Senior Editor Top Stories

Turnover in Miami-Dade Public Defender's Office increased from 17% to 28% last year; of the 34 attorneys hired in 2021, only 17 remain today

Bill Gladson

Bill Gladson

Florida prosecutors and public defenders are grateful for an unprecedented pay raise lawmakers approved last session, but more is needed to address high turnover and lack of recruitment.

That’s the message the Florida Prosecuting Attorneys Association and the Florida Public Defender Association gave the House Criminal Justice Subcommittee on Tuesday.

“We’ve had outreach in every single law school in the state of Florida, we’re doing everything we can,” said Fifth Circuit State Attorney William “Bill” Gladson. “The problem is, it’s difficult to be competitive with the private market.”

FPDA President and Miami-Dade Public Defender Carlos J. Martinez thanked the committee profusely for a $10,000, across-the-board pay increase the Legislature gave front-line prosecutors and public defenders last session.

But more is needed, he said.

“It helped slow down the bleeding,” Martinez said. “Our system has been bleeding lawyers, prosecutors and public defenders, for three years.”

Rising salaries in the private sector and skyrocketing housing costs are making it harder for Florida’s 20 public defenders to fill some 250 vacancies, Martinez said.

Recruiting is especially hard in South Florida, where the average monthly rent for a one-bedroom apartment is $2,600, he said.

“That’s why we’re asking for another $15,000 this year,” Martinez said.

Gladson said his office has 15 vacancies it needs to fill.

Beginning lawyers are less eager to become trial lawyers, especially when they can earn $80,000 in a private firm that lets them work from home, Gladson said.

“There’s a lot of shy lawyers out there,” he said. “It’s making it hard for us.”

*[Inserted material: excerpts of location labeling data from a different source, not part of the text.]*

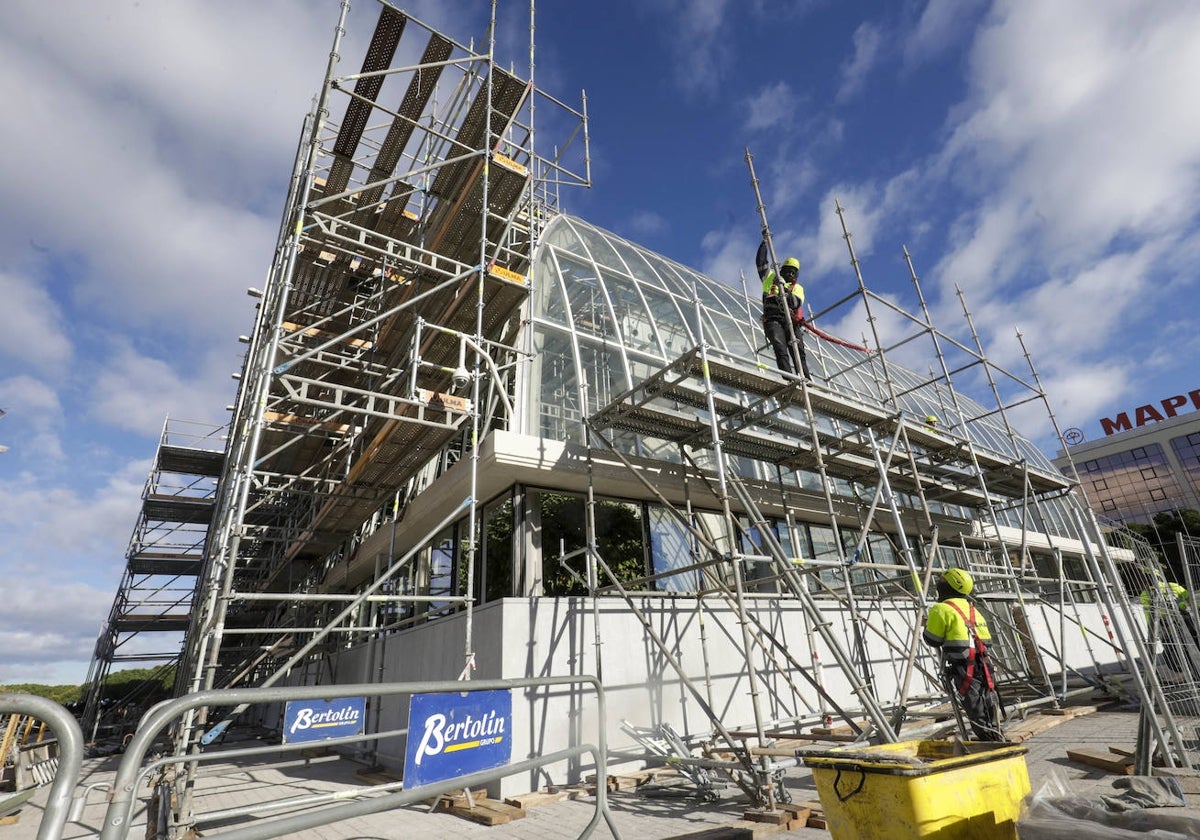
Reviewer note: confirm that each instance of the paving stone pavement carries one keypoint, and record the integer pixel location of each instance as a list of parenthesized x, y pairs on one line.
[(223, 786)]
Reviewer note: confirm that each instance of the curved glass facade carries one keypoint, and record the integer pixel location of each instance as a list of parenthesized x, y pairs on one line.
[(606, 315)]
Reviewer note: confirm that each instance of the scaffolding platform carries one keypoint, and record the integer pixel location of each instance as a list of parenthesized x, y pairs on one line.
[(765, 415)]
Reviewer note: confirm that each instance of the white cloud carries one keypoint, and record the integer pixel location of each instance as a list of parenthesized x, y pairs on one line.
[(137, 391), (61, 558), (647, 223), (31, 328), (941, 25), (868, 42), (774, 105)]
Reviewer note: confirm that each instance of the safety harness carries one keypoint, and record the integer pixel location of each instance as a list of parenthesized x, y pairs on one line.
[(976, 653)]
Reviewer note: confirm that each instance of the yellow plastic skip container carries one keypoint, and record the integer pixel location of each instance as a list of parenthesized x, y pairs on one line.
[(922, 789)]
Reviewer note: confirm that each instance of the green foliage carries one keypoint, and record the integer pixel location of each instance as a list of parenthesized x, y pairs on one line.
[(1162, 533), (132, 684), (59, 694)]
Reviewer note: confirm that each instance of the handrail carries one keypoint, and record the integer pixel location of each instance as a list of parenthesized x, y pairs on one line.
[(119, 815), (66, 730)]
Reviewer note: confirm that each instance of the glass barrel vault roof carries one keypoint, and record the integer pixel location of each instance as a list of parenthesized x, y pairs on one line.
[(607, 313)]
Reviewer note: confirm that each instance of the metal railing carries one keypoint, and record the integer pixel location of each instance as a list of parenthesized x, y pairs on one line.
[(66, 730), (131, 771), (66, 802)]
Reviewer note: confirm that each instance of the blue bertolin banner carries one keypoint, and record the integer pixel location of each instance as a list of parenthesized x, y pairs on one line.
[(322, 719), (453, 735)]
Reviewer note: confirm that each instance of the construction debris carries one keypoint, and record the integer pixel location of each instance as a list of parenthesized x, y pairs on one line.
[(1113, 762)]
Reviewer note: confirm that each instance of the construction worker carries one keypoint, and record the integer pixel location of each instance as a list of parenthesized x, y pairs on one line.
[(955, 628), (783, 310)]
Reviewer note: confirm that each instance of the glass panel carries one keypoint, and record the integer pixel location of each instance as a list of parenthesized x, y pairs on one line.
[(553, 365), (635, 323), (621, 540), (561, 234), (562, 532), (589, 307), (675, 334), (670, 549), (598, 246), (605, 373), (443, 556), (498, 552)]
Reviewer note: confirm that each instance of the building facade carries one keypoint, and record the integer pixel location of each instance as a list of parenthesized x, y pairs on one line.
[(1134, 473)]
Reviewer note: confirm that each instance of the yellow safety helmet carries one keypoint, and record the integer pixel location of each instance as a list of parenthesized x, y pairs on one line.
[(959, 581)]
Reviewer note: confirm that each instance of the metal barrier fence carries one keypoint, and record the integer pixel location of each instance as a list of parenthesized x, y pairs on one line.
[(66, 730), (366, 801)]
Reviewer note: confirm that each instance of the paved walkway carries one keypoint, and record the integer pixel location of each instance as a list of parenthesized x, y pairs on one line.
[(225, 786)]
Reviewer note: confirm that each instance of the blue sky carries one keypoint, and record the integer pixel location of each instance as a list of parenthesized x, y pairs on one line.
[(1044, 157)]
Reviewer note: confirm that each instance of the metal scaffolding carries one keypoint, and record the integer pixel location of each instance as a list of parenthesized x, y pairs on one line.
[(383, 345), (389, 343)]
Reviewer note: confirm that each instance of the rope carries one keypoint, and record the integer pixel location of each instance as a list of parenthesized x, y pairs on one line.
[(828, 337)]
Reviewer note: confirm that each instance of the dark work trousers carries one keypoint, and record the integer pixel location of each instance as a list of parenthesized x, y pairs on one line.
[(982, 707), (779, 336)]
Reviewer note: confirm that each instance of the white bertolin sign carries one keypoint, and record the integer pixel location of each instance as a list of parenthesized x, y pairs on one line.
[(323, 719), (453, 735)]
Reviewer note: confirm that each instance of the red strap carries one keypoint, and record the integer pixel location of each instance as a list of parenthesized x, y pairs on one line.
[(975, 652)]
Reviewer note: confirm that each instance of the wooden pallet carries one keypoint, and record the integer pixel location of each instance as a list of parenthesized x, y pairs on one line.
[(1105, 760), (483, 810)]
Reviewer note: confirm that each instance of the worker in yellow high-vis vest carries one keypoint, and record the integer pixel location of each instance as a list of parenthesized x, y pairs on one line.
[(960, 631)]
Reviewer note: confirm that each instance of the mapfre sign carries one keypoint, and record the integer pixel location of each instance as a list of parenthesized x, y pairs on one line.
[(1151, 413)]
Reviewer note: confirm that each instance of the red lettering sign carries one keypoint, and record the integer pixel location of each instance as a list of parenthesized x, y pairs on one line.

Turnover in Miami-Dade increased from 17% to 28% last year, Martinez said. Of the 34 attorneys he hired in 2021, only 17 remain today, he said.

“Six months into this fiscal year, I have already lost 30 lawyers,” he said. “God forbid if I lose another 30 lawyers.”

According to statistics Martinez supplied to the committee, attorneys make up slightly more than half, 53.8%, of the 3,000 full-time-equivalent positions managed by Florida’s 20 public defenders.

His figures show that public defenders were assigned 521,3777 new cases in FY 2021-2022.

The Miami-Dade Public Defender’s Office has about 15,000 open felony cases, Martinez said.

“The caseloads go up, which then not only delays the cases, but the lawyers who stick around have higher and higher caseloads, and you begin to feel incompetent,” he said. “A crisis is developing.”